= Điềm Phùng Thị =

Vietnamese sculptor

Điềm Phùng Thị (August 18, 1920 – January 28, 2002) was a Vietnamese modernist sculptor, considered "one of the masters of Vietnamese modern art."

After training as a dental surgeon and moving to France, Điềm developed an interest in sculpture in midlife and gained recognition in both Europe and Vietnam for her work.

== Early life and education ==
Điềm Phùng Thị was born Phùng Thị Cúc in 1920 in Huế. As a child, she traveled throughout Vietnam with her father, a government bureaucrat, which was her first exposure to her country's native sculptural traditions.

She studied dentistry at Hanoi Medical University, becoming one of the first women to graduate from the university in 1946. She subsequently spent two years fighting against the French in the First Indochina War. However, in 1948 she suffered from paralysis and was brought to France for treatment. After recovering, she remained in the country and obtained a doctorate in dental surgery in 1954. As part of her graduate studies, she researched the tradition of chewing betel leaves in Vietnam.

== Sculpture ==
Điềm did not begin sculpting until she was nearly 40 years old, in 1959. After abandoning her dentistry career and attending art school in Paris, she studied under the sculptor Antoniucci Volti from 1961 to 1963. In the first decade of her artistic practice, Điềm settled into an abstract style, abandoning figurative sculpture. Her signature style focused on what she called "seven modules," a set of seven shapes that could form seemingly infinite combinations. She experimented with a wide variety of materials, including terracotta, stone, metal, wood, lacquer, polyester, and even scraps of B-52 bombs. She drew inspiration from her memories of Vietnam and her experiences as a woman. Điềm has been described as "one of the masters of Vietnamese modern art" and "Vietnam’s answer to Louise Bourgeois."

Her work was exhibited widely across Europe, beginning with a 1966 exhibition at Paris' Bernheim-Jeune gallery.
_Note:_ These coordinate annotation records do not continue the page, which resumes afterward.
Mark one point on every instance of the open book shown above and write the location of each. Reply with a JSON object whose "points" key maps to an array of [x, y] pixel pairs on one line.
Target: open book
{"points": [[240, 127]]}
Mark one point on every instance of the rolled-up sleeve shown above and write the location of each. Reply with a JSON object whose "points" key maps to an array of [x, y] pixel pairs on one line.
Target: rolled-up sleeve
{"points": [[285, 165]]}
She also held exhibitions in Vietnam, with her first one in 1978 considered one of the country's first exhibitions of abstract art. Additionally, she produced jewelry, as well as art for installation, including at the Vietnamese Embassy in France and the library of Bayeux.

== Death and legacy ==
In 1992, Điềm returned to Vietnam, settling in her hometown of Huế. She died there in 2002, at age 81. Much of her work was donated to the city of Huế, where it is displayed at the Điềm Phùng Thị Art Museum.